Çoğumuz zengin olmak için daha çok kazanmamız gerektiğini düşünürüz. Daha çok kazanmak için de daha çok çalışmamız gerektiğini sanırız. Ama bu o kadar da doğru değildir. Birçok zengin insan şu altın formülü iyi bilir: “Para için çalışmak değil, paranızın sizin için çalışması sizi zengin eder.”
Diyelim ki her ay 100 lira biriktiriyorsunuz ve biriktirdiğiniz parayı yastığınızın altına koyuyorsunuz, ya da bir kitap arasına, ya da hiç kimsenin bulmayacağı bir yere. Her ay 100 lira biriktirdiğiniz sürece 1 yıl sonunda tam 1.200 liranız olur. 10 yıl sonunda da 12.000 liranız. Ama eğer paranızı sizin için çalıştırırsanız?..

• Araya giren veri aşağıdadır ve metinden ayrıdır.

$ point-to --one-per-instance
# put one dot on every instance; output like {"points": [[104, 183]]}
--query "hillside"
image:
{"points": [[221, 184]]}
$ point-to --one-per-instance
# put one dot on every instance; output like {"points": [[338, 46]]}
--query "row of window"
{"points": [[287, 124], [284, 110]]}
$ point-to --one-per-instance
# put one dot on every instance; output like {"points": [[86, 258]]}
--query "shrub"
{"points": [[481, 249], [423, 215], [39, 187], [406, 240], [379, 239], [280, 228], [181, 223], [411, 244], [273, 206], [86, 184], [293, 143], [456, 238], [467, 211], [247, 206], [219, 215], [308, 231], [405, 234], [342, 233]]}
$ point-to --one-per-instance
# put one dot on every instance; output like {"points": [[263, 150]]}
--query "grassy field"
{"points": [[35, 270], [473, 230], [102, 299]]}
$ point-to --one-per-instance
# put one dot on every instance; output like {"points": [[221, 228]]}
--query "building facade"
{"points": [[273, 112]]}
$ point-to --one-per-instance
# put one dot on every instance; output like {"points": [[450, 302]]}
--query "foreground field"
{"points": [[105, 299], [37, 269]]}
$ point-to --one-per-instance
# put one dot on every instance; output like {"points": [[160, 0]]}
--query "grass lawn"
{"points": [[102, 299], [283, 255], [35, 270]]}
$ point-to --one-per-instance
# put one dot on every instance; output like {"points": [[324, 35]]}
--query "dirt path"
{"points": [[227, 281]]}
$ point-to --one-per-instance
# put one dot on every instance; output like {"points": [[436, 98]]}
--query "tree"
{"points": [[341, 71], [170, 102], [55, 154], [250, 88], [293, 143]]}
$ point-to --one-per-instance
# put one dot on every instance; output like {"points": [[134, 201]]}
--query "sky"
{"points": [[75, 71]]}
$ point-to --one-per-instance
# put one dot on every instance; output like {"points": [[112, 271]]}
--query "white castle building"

Mesela bir bankaya götürüp %10 faiz oranından yatırırsanız, 10 yıl sonunda yaklaşık 20.000 liranız olur. Yani sırf paranızı yastık altında tutmayıp bankaya götürdüğünüz için banka size 8.000 lira ilave para vermiş olur. Tasarruf yapmanın ne kadar zor olduğunu bildikleri için bankalar bu başarınızı mükafatlandırmak isterler. Paranızın enflasyon denen canavar altında ezilmesini önlemek için de devlet buna destek verir, paranızı sigorta eder.
Bankalar paranızın sizin için çalıştığı tek yer değildir. Dilerseniz paranızı iyi bir şirkete veya başarılı projelere de yatırabilirsiniz. O şirketler büyüdükçe ya da projeler geliştikçe yatırdığınız paralar onlarla birlikte büyürler. Hisse senedi, bono, tahvil veya fon denilen şeyler işte bunlardır.
İşte, zenginlerin daha az çalışmalarının altındaki formül budur!
O nedenle paranızı yemeyin ama yanında da yatmayın!